Eglanova, after one brilliant outburst of Imperial Moscow anger, had settled down to a quiet chat with Alyosha, in Russian. Alyosha was more nervous; he continually screwed and unscrewed his monocle, wiping it with a silk handkerchief. Jane, who sat beside me, wept a little and I comforted her. Wilbur, after a display of Dubuque, Iowa, temperament, settled down for a long tense quarrel with Louis, a quarrel which had nothing to do with Magda. For some reason Madame Aloin had been placed under suspicion as well as the pianist, a worm-white youth who acted exactly the way you would suppose a murderer at bay to act. Mr. Washburn was not with us long, since he was the first witness to be called. I might add that Elmer Bush had contrived to remain with us in the studio, after first phoning his numerous staff: this was one exclusive he was sure of … television star or not he was the same Elmer Bush who, twenty years ago, was the best crime reporter in the country. He chatted with everyone now … first with one; then with another, conducting a suave investigation which, I swear, was a good deal brighter than the one the taxpayer’s burden was conducting in the next room.
“Come on, baby,” I whispered to Jane, my arm around her. “Don’t take it so hard. It’s just one of those things …” I whispered stupidly, soothingly, because after a while she stopped and dried her eyes with a crumpled piece of Kleenex.
“I can’t believe it,” she said, shaking her head. “Not Magda … not like that.”
“Tell them everything, Jane … everything. This is serious. Tell them about your being at Miles’ place.”
“Poor Magda …”
“You’ll do that, won’t you?”
“What? Do what?” I told her again and she looked surprised. “But what’s that got to do with Magda?”

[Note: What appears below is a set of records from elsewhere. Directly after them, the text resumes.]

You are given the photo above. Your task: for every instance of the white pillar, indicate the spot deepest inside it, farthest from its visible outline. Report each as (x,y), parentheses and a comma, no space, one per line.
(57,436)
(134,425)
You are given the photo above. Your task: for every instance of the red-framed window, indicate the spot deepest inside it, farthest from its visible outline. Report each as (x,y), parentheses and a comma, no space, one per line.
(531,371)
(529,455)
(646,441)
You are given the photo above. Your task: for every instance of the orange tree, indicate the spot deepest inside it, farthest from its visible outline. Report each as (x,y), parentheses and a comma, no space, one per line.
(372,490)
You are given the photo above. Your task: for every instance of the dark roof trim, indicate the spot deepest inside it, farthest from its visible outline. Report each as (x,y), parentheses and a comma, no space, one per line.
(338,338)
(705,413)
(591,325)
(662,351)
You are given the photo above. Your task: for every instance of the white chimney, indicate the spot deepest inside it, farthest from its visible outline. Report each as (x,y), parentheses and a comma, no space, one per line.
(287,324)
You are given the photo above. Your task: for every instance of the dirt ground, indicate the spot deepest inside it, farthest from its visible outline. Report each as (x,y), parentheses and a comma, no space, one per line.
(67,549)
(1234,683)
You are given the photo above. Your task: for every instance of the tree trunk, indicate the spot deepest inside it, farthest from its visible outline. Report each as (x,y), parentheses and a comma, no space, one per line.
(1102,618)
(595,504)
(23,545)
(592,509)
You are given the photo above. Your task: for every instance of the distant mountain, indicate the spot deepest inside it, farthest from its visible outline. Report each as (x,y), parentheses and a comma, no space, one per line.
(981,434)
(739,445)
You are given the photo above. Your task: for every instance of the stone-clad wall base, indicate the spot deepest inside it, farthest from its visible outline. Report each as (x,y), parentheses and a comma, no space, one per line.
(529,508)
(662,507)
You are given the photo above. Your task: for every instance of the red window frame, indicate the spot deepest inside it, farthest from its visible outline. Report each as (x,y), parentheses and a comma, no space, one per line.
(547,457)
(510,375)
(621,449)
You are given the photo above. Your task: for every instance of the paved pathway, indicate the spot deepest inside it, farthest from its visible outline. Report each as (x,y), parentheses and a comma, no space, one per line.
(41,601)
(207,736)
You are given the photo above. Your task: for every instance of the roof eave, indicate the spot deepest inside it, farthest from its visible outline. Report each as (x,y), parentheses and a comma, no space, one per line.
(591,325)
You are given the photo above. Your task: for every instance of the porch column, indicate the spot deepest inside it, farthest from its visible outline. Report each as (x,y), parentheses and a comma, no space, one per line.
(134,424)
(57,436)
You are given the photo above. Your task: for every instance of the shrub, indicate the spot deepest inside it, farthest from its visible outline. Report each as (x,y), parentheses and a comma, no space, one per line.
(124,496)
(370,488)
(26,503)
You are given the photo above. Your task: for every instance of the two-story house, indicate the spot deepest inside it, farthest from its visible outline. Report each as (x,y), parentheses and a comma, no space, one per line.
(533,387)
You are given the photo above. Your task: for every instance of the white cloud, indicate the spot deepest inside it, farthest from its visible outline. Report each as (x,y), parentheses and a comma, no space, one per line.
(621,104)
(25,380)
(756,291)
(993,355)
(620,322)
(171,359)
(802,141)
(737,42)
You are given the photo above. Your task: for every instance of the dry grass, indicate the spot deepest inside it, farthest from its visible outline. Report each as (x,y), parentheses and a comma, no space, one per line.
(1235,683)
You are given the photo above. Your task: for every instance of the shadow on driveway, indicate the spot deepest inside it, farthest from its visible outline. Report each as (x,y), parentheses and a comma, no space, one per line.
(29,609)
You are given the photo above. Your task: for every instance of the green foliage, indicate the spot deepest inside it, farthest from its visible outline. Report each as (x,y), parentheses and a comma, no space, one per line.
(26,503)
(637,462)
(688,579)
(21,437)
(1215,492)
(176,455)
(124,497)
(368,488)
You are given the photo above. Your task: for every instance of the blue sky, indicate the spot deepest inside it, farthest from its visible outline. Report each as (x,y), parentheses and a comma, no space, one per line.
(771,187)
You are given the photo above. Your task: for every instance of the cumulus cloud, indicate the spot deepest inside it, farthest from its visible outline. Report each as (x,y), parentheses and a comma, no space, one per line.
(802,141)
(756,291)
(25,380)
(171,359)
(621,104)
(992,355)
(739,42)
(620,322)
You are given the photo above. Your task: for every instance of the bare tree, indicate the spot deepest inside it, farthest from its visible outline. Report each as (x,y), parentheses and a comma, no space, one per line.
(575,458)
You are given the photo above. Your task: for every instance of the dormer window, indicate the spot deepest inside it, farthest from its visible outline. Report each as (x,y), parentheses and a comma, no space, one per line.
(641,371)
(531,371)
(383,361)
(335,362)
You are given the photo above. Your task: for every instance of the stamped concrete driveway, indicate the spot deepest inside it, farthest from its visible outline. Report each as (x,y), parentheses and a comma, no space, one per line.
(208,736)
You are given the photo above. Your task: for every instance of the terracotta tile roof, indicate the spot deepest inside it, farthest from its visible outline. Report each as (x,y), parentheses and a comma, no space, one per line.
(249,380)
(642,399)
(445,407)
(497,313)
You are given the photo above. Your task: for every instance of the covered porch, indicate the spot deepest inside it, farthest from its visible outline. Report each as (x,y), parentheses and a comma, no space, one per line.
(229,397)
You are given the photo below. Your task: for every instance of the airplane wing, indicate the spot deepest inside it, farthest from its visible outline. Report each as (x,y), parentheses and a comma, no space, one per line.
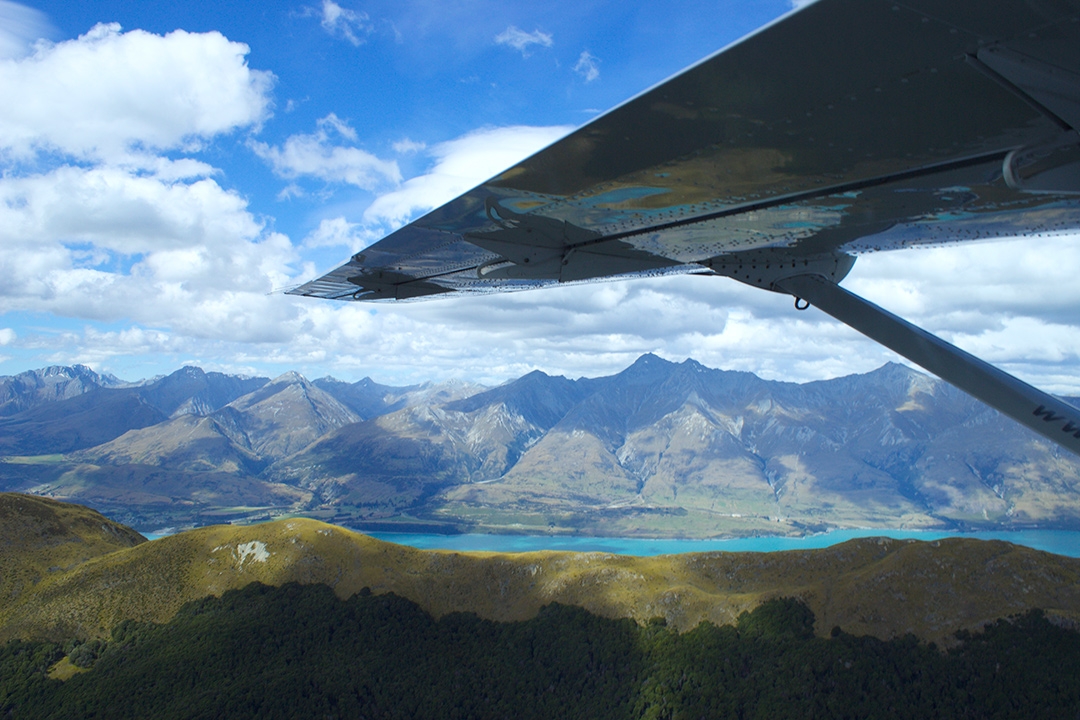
(846,127)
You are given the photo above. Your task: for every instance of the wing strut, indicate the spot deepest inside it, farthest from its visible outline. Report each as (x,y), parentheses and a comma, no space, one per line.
(1047,415)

“It may have everything to do with her, with all of us. Promise you’ll tell Gleason the whole story.”
“If you think I ought to.”
“I do. I’m sure all three of these things are connected.”
“So am I,” said Jane, unexpectedly.
I was surprised … she had always been very unrealistic about the trouble … almost as bad as Mr. Washburn and his “accident” theories. I asked her why she had changed her mind.
“Something Magda said today … something about Miles … I don’t remember exactly what it was but she … I think she knew who killed Ella. I think Miles must have known all along and told her that day when he went to see her, when she was sick and her family happened to be out.”
“She–didn’t tell you who it was?”
“Do you think I would be sitting here like this scared to death if she had? I’d be right in there with that policeman, telling him I wanted somebody arrested before … before this happens again.” She shuddered suddenly and I felt cold myself. I looked about the room wildly, wondering who it was. Which of these people was a murderer? Or had someone who wasn’t even here killed Ella and Magda, a maniac in the corps de ballet …?
“I wonder just what happened?” I asked, changing the subject.